How to Enhance CDR to Reduce Cellular Stress: A Summary

When it comes to optimally protecting your body—and actively improving how we feel/look/perform—we can all take a range of proactive steps to induce our body’s own protective mechanisms:

1. Stop Taking High-Dose Synthetic Antioxidant Supplements: The research shows that taking high doses of isolated, synthetic antioxidants (like vitamins A, C, E, beta-carotene, etc.) actually causes harm to the body.

2. Get Active: It’s clear that exercise “turns on” the CDR pathway and its family of internal antioxidant, anti-inflammatory, cellular repair, and detoxification systems.

3. Practice Intermittent Fasting (IF): At least once per month consume nothing except water for 24 hours. Research shows that this type of intermittent fasting can turn on CDR pathways and increase the production of cellular survival genes.

4. Eat the Right Foods: Many foods have a general induction effect
on CDR, meaning they help spur the production and activity of cellular protection and repair. These foods include blueberries, tea, coffee, red wine, apples, onions, broccoli, Brussels sprouts, cabbage, wasabi, and many others.

5. Boost CDR with Properly Balanced Herbals: As mentioned, there are several proven and powerful botanical ingredients that act specifically to induce and activate CDR for the production of antioxidant enzymes and protective proteins in the body. These herbals include pine bark, green tea, turmeric, quercetin, CoQ10, cannabidiol, and many others. The antioxidant enzymes and other protective agents activated by the CDR pathways provide far-greater safeguarding properties than “standard” antioxidants, which means you’ll enjoy a significantly wider spectrum of health benefits.

Final Thoughts

When you consider the studies outlined above (as well as the hundreds of similar studies being conducted, published, and presented every month), a very clear picture emerges whereby:

1. Free radical imbalances and related sources of environmental and other stressors lead to cellular stress and cellular damage within cells throughout the body and in every tissue measured.

2. Induction of the CDR pathways effectively reduce cellular stress, prevent tissue damage, enhance internal cellular protective mechanisms, and restore cellular balance (homeostasis).

3. The spectrum of health benefits created by CDR-activating herbs is extremely impressive, bestowing aid in the areas of skin, heart, brain, antioxidant activity, genetic expression, and general anti-aging benefits—the list goes on and on.

While it’s very logical to assume that cells that are “less damaged” and “more balanced” would also be associated with “superior function” as well as with feeling, looking, and performing at our best, such studies are currently underway and have yet to be reported in the scientific literature. It just makes sense that healthier cells equate to more efficient bodies and minds— but at this point, we simply don’t have specific research data to point to. These types of longer-term lifestyle studies are currently underway in research laboratories and universities around the world. We expect these studies to show a clear link between the prevention of cellular stress and the enhancement of myriad lifestyle factors including increased energy and mood, enhanced weight loss and beauty, and superior mental and physical performance.

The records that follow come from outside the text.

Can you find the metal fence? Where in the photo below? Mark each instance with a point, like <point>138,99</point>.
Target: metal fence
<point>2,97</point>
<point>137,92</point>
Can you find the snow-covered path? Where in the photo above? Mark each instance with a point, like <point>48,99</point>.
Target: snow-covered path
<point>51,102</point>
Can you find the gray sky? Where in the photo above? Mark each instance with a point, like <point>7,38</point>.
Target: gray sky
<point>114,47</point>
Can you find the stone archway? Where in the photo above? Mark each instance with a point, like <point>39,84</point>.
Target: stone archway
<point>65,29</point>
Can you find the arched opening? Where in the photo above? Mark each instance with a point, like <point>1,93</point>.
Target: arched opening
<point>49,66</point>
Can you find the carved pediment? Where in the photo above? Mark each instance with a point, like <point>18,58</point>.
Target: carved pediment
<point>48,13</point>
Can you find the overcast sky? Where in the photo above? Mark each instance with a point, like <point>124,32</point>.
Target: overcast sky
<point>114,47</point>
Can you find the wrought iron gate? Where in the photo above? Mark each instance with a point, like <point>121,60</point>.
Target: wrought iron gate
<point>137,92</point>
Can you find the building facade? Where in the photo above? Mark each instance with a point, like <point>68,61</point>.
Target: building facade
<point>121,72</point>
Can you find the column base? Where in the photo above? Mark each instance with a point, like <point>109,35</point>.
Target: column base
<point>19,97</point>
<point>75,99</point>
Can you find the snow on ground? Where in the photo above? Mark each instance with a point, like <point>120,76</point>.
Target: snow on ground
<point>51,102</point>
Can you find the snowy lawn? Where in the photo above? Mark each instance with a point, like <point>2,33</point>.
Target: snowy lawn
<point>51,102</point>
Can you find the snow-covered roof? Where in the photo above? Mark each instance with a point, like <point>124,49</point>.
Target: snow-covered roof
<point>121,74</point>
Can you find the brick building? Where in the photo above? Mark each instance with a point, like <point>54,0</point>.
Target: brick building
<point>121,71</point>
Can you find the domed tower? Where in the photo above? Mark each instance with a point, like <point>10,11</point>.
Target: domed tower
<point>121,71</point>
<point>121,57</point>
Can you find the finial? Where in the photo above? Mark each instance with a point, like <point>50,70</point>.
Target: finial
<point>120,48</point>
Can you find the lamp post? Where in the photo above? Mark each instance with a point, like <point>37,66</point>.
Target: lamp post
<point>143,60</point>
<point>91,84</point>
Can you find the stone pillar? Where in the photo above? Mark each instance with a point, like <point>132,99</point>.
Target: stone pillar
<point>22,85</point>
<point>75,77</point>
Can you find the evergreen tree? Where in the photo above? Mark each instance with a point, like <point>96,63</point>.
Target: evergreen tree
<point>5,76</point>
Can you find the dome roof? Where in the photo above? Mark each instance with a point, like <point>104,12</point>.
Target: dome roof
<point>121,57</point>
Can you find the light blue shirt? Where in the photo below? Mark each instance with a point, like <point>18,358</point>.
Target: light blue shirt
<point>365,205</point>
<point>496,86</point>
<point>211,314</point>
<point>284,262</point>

I don’t know about you, but I’m not inclined (even as a scientist) to wait for the specific study that “proves” to me that it’s better to have cells with less cellular stress and lower levels of damage—I think there’s more than ample evidence for a health benefit of naturally inducing CDR pathways. I think you’ll agree with me that naturally “making” antioxidants is a healthier and more effective approach than “taking” antioxidants.

Thanks for reading – be sure to tune in for the next installment about “The Pillars of Health – oxidation, inflammation, glycation, and allostation.”

Shawn M Talbott, PhD, CNS, LDN, FACSM, FAIS, FACN
Nutritional Biochemist and Author
801-915-1170 (mobile)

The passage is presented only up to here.